Uma das polêmicas da semana foi a retirada, ou melhor dizendo, a “arrancada” da marquise da Loja Marisa, que fica na Eduardo Ribeiro com a Henrique Martins. O imóvel de época, restaurado em sua fachada há anos, num belo projeto do arquiteto Roger Abrahim, sofreu uma violência, uma amputação em sua fachada. Ficou feio e toda a cidade se incomodou. Foi pauta do parlamento, e nós, que por anos alimentamos uma saga modernizadora, que destruiu inúmeros prédios históricos em bom estado de conservação, agora corremos atrás do prejuízo.

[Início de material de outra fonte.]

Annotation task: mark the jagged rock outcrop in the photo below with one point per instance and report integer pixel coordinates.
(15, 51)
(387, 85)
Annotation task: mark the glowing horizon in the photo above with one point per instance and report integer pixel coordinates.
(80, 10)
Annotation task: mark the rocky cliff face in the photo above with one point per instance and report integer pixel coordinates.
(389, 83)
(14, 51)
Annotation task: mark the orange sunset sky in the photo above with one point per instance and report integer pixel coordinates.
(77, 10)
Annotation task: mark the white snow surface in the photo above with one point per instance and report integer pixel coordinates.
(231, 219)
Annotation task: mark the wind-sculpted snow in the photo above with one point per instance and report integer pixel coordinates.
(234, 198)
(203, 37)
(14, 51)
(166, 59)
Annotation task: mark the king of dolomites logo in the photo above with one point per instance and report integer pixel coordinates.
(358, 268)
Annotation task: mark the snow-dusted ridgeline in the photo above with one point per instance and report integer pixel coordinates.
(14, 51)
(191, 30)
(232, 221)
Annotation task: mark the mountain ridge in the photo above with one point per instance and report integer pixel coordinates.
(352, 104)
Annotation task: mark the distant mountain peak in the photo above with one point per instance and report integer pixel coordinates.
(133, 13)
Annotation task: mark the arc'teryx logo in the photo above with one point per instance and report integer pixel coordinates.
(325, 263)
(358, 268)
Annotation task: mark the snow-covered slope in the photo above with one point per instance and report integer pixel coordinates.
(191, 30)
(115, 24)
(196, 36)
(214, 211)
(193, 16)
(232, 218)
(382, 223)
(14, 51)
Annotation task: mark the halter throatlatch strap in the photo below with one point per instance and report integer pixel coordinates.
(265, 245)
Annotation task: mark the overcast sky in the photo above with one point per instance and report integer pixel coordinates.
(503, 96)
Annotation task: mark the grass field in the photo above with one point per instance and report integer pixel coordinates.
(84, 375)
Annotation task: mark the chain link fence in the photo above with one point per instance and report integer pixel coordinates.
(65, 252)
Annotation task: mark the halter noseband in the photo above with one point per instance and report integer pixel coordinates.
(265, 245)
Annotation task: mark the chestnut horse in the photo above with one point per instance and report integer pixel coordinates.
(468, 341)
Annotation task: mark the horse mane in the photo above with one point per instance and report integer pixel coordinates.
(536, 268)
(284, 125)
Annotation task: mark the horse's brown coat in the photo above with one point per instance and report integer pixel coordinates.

Como a cidade agora reclama de suas feridas, o Implurb, aparelho municipal responsável pelo planejamento urbano, publicou uma nota de esclarecimento, informando que embargou e multou a obra. Apesar da loja ter pedido autorização daquele instituto para a manutenção da marquise, não o fez junto ao Iphan, de quem também é necessária a licença. Mas além de relatar o processo legal, a nota avança na informação e esclarece que “a marquise em questão, apesar de estar em imóvel de área de tombamento federal, não aparece em registros históricos datados de 1901-1902, a fachada sim”.

Mais adiante, o documento do Implurb fala que “a marquise, segundo registros fotográficos pesquisados, teria tido instalação a partir do início da década de 10”. E que “pelas fotos localizadas, a marquise tinha apenas a metade do comprimento que tem a atual, ou seja, pode-se entender que 50% da estrutura é um ‘falso histórico’ sem aprovação, conforme registros fotográficos do período e fotos mais atuais”. E eu acabo rindo ao constatar que, a despeito do esforço pela valorização do patrimônio histórico, ainda se faz de tudo para justificar a destruição.

Fiquei me perguntando o que seria “um falso histórico”!? Minha memória de quem acabou de completar cinquentinha me fez recordar que o Teatro Amazonas foi, por muitos anos, cinza, assim como a quase totalidade dos prédios públicos. A Praça do Congresso era dividida em quatro pedaços, passando carros no meio. O Rodway era flutuante mesmo, com os pisos das pontes que levavam até o cais em metal. E os bancos da Praça, hoje Largo, de São Sebastião eram outros. Dá para concluir que “verdadeiro histórico” ou “falso histórico” são uma questão de referência e de ponto de vista cronológico.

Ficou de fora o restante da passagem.